You’ve probably been if you’ve been to Paris. This is your place if you want a “scene” of French Bobos (Bohemian Bourgeois). Wood-lined walls and newspapers on sticks, it has the vibe of a place that “beautiful people” go / a bit pretentious with arrogant waiters. It’s not too pricey (but certainly more than l’Imprimérie or Café Blanc) and is large enough that tables can be ordered to be set together for score tallying for a 15 to 20 person hunt. This restaurant faces the Eastern side of the museum and is a pleasant walk through the Cour de Carrée to get there (5 mins). Pernod Ricard had a fun lunch where we gave them the rundown of the hunt prior to entering together. Le Fumoir is also helpful in holding bags & making airport taxi reservations when need-be.

Café Marly

The café entrance, taken from TripAdvisor.

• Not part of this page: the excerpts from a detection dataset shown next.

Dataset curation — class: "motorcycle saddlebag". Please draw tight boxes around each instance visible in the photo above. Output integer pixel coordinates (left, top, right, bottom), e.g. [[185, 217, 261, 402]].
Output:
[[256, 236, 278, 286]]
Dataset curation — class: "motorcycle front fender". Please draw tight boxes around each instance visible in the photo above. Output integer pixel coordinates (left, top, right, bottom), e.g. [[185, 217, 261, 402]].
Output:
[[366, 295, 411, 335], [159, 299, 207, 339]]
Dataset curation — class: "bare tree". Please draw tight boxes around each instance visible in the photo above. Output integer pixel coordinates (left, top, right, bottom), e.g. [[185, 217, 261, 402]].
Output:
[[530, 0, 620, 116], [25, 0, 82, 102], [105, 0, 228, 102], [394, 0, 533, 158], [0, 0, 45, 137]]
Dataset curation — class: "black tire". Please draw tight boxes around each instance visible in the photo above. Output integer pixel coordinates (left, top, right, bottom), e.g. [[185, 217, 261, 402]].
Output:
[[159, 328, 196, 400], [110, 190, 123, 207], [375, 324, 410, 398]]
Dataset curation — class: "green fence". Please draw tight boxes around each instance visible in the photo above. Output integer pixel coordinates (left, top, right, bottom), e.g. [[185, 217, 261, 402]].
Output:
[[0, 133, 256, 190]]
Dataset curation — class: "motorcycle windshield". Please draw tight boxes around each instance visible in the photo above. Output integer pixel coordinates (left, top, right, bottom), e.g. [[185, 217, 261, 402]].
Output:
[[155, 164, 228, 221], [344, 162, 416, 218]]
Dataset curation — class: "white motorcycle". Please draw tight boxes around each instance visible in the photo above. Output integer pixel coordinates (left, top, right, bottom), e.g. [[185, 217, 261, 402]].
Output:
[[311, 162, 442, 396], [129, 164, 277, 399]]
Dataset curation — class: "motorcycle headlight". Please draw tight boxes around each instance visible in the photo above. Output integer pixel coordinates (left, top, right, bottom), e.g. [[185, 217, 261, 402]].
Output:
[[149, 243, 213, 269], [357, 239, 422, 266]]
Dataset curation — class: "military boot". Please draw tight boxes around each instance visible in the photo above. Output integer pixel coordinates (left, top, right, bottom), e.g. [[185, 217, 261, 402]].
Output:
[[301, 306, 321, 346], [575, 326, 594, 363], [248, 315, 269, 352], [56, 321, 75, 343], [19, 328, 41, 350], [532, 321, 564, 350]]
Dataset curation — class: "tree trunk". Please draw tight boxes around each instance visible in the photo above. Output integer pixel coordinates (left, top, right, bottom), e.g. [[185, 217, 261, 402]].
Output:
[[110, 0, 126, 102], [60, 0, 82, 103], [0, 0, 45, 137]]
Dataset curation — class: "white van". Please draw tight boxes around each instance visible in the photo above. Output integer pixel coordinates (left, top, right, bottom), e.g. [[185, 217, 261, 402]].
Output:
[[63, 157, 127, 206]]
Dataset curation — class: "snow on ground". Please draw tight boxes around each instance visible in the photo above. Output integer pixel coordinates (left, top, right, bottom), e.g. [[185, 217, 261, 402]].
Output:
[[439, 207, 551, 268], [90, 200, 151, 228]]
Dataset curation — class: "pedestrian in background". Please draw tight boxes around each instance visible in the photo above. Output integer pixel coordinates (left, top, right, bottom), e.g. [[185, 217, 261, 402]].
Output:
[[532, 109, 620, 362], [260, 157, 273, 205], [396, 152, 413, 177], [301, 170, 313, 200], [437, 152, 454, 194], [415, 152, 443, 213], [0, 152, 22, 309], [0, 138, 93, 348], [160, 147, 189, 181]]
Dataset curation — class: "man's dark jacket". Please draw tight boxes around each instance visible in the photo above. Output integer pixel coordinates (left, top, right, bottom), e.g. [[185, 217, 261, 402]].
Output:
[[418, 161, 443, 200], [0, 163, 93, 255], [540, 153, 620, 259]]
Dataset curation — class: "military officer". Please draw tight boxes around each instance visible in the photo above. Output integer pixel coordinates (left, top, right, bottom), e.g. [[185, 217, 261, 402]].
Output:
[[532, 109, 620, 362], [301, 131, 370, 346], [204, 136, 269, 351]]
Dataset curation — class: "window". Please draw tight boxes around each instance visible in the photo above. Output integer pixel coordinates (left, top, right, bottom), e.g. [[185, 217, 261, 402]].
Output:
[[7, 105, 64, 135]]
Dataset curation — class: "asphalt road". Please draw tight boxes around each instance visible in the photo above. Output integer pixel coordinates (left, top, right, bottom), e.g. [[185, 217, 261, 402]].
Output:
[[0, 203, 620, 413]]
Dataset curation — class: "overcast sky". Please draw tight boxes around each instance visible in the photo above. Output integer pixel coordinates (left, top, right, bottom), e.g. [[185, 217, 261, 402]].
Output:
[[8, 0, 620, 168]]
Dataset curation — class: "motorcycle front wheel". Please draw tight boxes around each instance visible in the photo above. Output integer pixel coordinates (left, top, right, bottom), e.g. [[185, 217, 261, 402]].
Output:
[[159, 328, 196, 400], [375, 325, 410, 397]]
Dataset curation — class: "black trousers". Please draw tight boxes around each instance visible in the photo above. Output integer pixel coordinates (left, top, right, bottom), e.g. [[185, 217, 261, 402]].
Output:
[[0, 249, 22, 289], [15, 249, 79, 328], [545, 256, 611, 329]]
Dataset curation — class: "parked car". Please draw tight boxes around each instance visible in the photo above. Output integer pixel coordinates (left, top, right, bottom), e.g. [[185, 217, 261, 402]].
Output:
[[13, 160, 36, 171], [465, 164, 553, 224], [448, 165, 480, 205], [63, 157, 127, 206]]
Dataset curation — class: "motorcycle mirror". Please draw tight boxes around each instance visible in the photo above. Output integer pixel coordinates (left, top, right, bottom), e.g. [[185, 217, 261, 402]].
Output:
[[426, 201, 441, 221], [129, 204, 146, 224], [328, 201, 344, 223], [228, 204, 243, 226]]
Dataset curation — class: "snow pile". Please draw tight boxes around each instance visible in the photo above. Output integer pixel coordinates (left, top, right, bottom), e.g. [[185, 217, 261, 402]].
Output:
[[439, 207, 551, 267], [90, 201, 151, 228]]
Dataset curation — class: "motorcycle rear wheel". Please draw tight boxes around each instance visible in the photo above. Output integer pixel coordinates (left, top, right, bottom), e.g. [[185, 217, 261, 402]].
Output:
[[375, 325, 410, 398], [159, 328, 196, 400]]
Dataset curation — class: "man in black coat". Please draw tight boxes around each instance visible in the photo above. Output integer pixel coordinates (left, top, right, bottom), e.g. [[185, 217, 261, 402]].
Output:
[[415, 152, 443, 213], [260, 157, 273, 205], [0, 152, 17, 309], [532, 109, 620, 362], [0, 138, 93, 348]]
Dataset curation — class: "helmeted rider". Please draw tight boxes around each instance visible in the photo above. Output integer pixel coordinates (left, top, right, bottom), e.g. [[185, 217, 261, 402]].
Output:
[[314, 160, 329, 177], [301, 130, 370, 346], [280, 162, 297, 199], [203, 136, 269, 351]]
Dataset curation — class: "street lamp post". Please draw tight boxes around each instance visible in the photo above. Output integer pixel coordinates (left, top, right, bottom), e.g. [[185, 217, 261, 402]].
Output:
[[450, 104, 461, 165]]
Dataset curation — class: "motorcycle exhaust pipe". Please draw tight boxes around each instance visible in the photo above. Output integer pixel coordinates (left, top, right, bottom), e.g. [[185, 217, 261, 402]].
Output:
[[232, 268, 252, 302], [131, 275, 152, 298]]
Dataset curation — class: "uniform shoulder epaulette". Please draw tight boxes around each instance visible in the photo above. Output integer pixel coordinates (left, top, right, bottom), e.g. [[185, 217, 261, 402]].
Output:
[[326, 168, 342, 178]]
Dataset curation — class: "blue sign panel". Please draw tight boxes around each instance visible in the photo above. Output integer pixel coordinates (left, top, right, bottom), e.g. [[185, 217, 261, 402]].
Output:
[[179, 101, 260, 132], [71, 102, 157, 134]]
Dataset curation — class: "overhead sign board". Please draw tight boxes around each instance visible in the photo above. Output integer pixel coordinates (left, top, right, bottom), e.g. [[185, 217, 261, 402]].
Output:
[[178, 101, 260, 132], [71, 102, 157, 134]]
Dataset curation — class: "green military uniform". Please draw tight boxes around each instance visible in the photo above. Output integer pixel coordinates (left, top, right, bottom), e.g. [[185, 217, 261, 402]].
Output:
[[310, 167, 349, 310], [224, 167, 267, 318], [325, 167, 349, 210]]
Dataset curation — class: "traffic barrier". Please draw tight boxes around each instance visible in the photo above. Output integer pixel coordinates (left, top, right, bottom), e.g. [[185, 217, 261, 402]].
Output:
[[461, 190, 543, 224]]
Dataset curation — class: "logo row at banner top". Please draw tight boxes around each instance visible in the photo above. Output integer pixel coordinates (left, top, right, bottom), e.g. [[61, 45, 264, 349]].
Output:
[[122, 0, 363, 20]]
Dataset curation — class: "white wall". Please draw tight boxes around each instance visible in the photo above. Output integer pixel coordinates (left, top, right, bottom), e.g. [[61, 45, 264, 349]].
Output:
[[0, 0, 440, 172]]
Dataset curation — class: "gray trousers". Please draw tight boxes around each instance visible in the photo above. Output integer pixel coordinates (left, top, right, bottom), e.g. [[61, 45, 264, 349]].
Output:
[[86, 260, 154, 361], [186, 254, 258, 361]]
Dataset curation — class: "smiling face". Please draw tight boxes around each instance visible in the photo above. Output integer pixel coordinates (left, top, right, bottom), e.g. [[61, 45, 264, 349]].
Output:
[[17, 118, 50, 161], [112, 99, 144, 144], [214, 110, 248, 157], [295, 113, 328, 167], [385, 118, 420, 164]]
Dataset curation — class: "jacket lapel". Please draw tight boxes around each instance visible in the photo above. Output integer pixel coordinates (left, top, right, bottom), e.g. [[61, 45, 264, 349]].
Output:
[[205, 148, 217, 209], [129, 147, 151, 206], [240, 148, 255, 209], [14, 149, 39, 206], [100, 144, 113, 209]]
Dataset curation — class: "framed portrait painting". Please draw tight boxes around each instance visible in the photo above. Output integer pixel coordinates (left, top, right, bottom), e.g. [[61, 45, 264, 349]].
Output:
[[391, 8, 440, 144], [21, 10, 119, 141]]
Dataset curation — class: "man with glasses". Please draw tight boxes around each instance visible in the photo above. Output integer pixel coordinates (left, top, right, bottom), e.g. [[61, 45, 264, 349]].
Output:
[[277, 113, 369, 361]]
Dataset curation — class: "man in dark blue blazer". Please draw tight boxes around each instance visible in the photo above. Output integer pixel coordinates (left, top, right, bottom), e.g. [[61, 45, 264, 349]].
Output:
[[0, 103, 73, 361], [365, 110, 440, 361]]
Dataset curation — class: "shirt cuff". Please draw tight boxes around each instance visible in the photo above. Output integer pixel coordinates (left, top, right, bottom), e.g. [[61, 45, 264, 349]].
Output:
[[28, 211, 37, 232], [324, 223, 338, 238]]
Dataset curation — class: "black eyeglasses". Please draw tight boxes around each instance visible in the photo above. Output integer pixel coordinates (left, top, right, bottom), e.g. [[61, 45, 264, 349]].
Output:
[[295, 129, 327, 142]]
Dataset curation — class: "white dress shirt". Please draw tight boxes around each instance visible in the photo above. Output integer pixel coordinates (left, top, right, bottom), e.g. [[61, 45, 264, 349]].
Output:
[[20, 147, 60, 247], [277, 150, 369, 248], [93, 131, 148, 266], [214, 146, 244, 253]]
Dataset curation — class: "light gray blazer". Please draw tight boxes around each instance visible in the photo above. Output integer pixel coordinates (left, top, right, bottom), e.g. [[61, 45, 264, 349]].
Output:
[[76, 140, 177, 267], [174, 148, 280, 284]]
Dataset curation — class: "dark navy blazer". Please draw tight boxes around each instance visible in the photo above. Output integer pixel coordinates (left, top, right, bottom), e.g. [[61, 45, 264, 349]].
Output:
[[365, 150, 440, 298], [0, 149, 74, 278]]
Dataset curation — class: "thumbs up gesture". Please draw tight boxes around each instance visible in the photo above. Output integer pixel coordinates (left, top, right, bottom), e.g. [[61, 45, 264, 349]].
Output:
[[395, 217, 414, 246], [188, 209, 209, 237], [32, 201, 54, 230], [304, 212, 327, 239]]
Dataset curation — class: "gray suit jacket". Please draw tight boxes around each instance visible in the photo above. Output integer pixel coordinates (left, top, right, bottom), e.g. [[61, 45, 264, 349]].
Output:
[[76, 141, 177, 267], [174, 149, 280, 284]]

(Entrance from Passage Richelieu or)
Address: 93, rue de Rivoli 75001
Phone: +33 1 49 26 06 60
Price Range: €€

This restaurant is replete with gilded mouldings, patrimoine mirrors, royally high ceilings and overall Louvre details because it’s in the museum (although the entrance is directly to the public). The service, as with all Costes Brothers restaurants in Paris, are models in tuxedos, often with attitude (there have been articles about how they seat people according to how pretty they are). The food’s fine – nothing haute-cuisine, but not horrible – & the prices of course match the height of the ceilings. All that said, to sit overlooking IM Pei’s pyramid isn’t shabby either! It’s difficult for large groups, because they don’t always suit you to sit together more than 10 people, but we’ve hosted Hen party hunts that have worked out well.